Hi, this is Ron Wade again with IDT. Today in this little episode we're gonna talk about PCI Express common clocking and its impact on the timing solutions that you would use in the system. So, as the name implies, common clocking says that all of the clocks come from one source. In this case it's a PLL. It may be spreading, it may not, but very seldom do you get all of your clocks from one device, so you'll need some sort of fan out buffers to distribute extra copies of the PCI Express clocks.
And while it's still a common clock, now we have to take into account whether we're using spread spectrum or whether we're using non-spread spectrum. If we are not using SFC, then we can fan out to these buffers here, and this could be a ZDB with a PLL inside, or it could be a fan out buffer, or it could be a part where you select between the two. Without spread spectrum, I can put this buffer in PLL mode or ZDB mode, it doesn't really matter and I don't violate the common clock requirement from the PCI Express sig.

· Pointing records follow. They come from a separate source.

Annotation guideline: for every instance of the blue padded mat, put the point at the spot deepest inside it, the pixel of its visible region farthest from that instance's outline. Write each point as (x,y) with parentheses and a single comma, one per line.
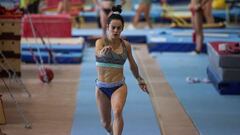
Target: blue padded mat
(139,118)
(60,58)
(180,40)
(222,86)
(212,113)
(136,36)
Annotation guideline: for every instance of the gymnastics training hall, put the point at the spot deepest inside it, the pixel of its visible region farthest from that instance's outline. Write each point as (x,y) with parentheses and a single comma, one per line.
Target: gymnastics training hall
(48,68)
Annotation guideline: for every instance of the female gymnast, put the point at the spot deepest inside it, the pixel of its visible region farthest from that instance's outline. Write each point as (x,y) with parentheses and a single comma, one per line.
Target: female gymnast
(111,90)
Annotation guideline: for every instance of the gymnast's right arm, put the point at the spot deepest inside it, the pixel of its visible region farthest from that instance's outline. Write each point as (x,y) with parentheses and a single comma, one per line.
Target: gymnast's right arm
(100,49)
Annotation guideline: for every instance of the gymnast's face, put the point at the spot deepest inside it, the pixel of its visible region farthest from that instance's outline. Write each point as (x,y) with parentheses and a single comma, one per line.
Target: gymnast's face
(115,28)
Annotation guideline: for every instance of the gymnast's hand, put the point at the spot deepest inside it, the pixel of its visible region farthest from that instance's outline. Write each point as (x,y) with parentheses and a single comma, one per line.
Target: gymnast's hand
(143,85)
(105,50)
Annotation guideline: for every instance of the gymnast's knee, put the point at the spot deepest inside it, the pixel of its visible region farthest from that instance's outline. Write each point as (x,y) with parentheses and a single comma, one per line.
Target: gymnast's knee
(106,123)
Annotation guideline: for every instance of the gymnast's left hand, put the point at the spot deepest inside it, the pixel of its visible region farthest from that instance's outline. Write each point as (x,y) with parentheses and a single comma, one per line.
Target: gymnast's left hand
(143,86)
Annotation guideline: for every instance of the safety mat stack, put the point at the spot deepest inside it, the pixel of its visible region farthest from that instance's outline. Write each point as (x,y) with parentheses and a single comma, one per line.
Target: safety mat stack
(224,66)
(52,50)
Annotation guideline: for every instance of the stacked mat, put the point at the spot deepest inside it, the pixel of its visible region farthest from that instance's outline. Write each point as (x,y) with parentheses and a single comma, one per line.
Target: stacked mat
(56,50)
(224,67)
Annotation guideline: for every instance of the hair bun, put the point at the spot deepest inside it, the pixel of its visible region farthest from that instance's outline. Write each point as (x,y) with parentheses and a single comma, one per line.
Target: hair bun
(117,9)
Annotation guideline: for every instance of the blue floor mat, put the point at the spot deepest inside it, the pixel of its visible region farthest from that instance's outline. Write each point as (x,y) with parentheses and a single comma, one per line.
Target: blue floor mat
(212,113)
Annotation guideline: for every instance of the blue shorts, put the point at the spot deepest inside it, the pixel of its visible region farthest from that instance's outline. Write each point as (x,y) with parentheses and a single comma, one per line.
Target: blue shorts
(109,88)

Same with this guy, it could be a fan out buffer or a PLL, ZDB, it doesn't really matter.
Things get really interesting though when spread spectrum is in use. When spread spectrum is in use then I have to have...this is my common clock. With spread spectrum in use, these have to be in fan out buffer mode. They cannot be used in PLL mode. And there's a couple of reasons for that, the simplest reason is that if this were a PLL, ZDB and it is tracking the spread, there will always be some tracking error, which means that as the input clock goes like this, the output clock is gonna overshoot it and go down like that. That's just the nature of having a PLL with finite bandwidth. So, you have tracking error here, and the tracking error will cause this to fall out of the PCI Express PPM limitations of +5,300 to -5,300 when you're using a half percent down-spread clock. So with SFC, you have your spread spectrum clock generator but any fan out buffer, any buffering at all has to be a fan out buffer without a PLL. That's a limitation on the architecture.
So the other point I'd like to make is as far as the jitter is concerned, because we're using a common clock here, to assume that the jitter on both sides for the clock is the same and all we have to do is take the difference function...that's a minus sign...the difference between the CPU and the CPU transmitter, say in the I/O storage receiver to calculate our jitter. That'll be more important when we get to the separate clocking in a future video.